For the First World, there is certainly much to be done. There is a nostalgia for the “thirty glorious years” from 1945 to 1975 where the welfare state, and Keynesian economic policies in general ensured the prosperity of the working masses. Those days are gone, definitely, irrevocably. The era where the political elite acted in a paternalist fashion to the working class is over. Though the working class has yet to see the political elite as an alien, hostile elite. In many respects this is a much harder task than in the Third World. The political elite generally looks like them, they speak the same language, they may pay lip service to the same religious creeds, they live in the same country. But we must ask, does Detroit look like it belongs to the same country as Wall Street? It may as well be an entirely different one. In terms of moral values, does the working class man in West Virginia hold the same fundamental beliefs as the stockbroker in New York or the politician in Washington? Once again, a resounding no. Certainly things like television reinforce a common national culture, but then again so does global mass media reinforce a global mass culture from Libya and Venezuela to Hollywood. It is becoming increasingly clear that the average denizen of the American Rust Belt has absolutely nothing in common with the Hollywood glitterati he sees on television. As this alienation becomes clear, the struggle will enter a more active phase.
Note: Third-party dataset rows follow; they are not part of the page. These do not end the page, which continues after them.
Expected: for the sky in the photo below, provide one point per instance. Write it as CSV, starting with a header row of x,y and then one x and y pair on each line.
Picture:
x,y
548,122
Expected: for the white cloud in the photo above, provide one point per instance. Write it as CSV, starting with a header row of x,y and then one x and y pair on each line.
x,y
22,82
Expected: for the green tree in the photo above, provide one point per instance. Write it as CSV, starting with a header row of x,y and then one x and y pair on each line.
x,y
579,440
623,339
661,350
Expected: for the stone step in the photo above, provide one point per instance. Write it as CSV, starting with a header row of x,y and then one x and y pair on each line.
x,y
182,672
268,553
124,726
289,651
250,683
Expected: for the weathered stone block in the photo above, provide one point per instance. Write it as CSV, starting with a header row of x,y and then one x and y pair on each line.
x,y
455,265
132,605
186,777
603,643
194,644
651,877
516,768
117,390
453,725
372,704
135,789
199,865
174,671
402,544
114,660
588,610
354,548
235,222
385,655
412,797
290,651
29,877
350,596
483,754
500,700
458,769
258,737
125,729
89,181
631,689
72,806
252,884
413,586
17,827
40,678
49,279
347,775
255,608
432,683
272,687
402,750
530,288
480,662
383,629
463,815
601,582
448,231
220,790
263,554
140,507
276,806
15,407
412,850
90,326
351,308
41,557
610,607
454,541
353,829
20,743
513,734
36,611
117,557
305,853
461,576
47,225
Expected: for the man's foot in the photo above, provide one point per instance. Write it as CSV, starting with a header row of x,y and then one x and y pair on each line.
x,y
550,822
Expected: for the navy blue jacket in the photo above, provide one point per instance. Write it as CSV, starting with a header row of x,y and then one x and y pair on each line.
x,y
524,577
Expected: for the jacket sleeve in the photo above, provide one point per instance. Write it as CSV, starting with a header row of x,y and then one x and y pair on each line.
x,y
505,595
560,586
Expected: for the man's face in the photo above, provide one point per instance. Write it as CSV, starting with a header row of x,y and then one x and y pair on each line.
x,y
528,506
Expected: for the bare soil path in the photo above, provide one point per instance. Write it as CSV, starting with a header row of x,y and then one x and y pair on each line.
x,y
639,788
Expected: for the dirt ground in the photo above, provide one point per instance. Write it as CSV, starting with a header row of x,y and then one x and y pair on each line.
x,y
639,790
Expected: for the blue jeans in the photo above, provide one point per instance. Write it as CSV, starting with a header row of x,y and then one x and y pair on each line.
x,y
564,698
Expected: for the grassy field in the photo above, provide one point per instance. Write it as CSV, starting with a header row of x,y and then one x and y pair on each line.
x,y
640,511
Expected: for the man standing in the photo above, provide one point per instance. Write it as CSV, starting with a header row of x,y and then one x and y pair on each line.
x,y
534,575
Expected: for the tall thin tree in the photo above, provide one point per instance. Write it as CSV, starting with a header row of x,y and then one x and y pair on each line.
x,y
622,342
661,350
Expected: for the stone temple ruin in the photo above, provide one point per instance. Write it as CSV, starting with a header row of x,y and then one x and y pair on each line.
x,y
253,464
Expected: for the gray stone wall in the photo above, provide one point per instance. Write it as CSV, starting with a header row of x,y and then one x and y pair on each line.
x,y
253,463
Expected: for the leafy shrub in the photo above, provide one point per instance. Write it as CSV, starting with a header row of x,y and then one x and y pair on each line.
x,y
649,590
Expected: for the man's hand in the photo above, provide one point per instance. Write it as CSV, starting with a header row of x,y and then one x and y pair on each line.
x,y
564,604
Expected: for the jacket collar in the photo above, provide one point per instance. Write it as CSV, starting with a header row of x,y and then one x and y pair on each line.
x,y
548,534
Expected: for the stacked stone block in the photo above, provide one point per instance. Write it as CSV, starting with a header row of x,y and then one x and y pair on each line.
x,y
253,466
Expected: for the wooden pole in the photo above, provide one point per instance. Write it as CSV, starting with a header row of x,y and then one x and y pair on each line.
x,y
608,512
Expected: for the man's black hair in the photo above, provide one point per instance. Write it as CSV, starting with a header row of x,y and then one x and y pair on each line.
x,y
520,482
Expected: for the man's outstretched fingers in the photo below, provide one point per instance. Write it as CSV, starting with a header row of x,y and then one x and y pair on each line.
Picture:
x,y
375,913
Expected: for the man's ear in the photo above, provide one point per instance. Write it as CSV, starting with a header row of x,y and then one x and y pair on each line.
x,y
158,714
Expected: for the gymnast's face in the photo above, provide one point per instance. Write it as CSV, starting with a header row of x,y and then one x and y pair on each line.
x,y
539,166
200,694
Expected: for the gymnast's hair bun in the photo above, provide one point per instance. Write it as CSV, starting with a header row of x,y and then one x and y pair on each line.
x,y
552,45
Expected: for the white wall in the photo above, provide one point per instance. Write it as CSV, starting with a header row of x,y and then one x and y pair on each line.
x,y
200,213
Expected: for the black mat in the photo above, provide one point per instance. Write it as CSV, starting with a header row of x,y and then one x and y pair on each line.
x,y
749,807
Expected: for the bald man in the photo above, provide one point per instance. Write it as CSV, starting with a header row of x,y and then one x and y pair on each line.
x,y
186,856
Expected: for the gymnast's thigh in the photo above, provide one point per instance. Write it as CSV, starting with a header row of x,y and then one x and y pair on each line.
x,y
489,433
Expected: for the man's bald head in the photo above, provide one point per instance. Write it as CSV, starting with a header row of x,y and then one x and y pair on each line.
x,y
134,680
The people will no longer wait on the political elite to come and save them. They will see the political and financial class as a group of jet-setters disconnected from the essence of their lives, their national traditions, their economic well being. They will take things into their own hands. The old class struggle will become a national struggle for the survival of the people of the deindustrialized hinterlands. The old labor struggles will become icons of resistance, the strikes of coal miners and factory laborers will inspire new movements. Autonomous action will be key, people should begin to grow their own food, take control of their leased or mortgaged homes, establish their own cooperative economic enterprises. This will be sporadic at first, it will be bottom up local movements seizing control, if necessary forming armed units for self defense. The elite class will react, they will accuse the people of the nation of treason against them. Yet once they begin to take things into their own hands, petty appeals to a false patriotism made by the political elite will fall on deaf ears. The calls of aliens mean nothing to the true bearers of the national spirit, for the nation is not the politicians and stock jobbers of the capital and the big cities, it is the vast majority of the people they exploit. These people who can jet off to their tax havens are not the nation, and the sooner the people of the nation realize it, the sooner the nation will rise. The elite is as rootless as the dollars they transfer around the world, they may occupy certain districts of the First World, but they belong to no world. Their values are abstract, the rule of the laws of the market, they are not shaped by the experience of belonging to a community, with its historically defined social relations and codes of honor, but by pure individual self interest according to economic axioms. Their cultural productions are merely standardized, lifeless, consumer goods, as meaningless as McDonald’s and Coca-Cola, they do not spring from the soil and the blood of a people’s history. This is the enemy, it must be targeted, and decisively defeated.

Against the greed of Wall Street and the filth of Hollywood, those discarded and exploited by the system will affirm their own ways of life, their own self sufficient economies, their own creeds. From the sweatshops of the Third World, to the shuttered factories of the First, the cause of the nation, the cause of the people, resounds with a thunderous call.